= James Lutgen =

American criminal

James Lutgen of East Dubuque, Illinois strangled his wife in December 1984 at their home in Menominee, Illinois in front of their two daughters. They were 10 and 12 years old at the time. She had filed for divorce and an emergency order of protection, but was killed before receiving a response. The Lutgens got into a fight after Ms. Lutgen refused to allow the children to go out shopping with their father. James Lutgen testified that his wife had attempted to strangle him, and that he had then choked her until she died. Lutgen pleaded guilty to voluntary manslaughter and received a 4-year prison sentence, of which he served 13 months.

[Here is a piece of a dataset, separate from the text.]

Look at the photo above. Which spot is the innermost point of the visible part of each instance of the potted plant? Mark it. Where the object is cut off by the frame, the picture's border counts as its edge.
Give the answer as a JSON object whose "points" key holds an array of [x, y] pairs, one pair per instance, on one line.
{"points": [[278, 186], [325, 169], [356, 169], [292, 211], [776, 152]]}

Lutgen was released in 1986 and allowed to retain custody of his children. A circuit court judge in Jo Daviess County ruled that Lurgen was "a fit and proper person to have the care and control of his minor children". The aunt and uncle of the two young girls appealed the judicial order that returned custody of the children to their father, but a three panel appeals court said there was no precedent or law to overturn the lower court's decision:

Neither our Legislature nor our case law in Illinois has seen fit to set forth a rule that the killing of one parent by the other in the presence of the children, no matter what the circumstances, is sufficient to deprive that parent of his or her children on the basis of unfitness.

A witness testified that she had seen the children and Ms. Lutgen with injuries, including a black eye, but had not personally seen how the children received the injuries. Although a state statute mandated that the court consider domestic violence as a factor to determine the best interests of the child, the court said that the statute did not require that domestic violence be given more weight than any other factor. The appellate court wrote that "a single criminal conviction, without more, will not support a finding of unfitness based upon depravity", noting that Lutgen had an otherwise "unblemished record".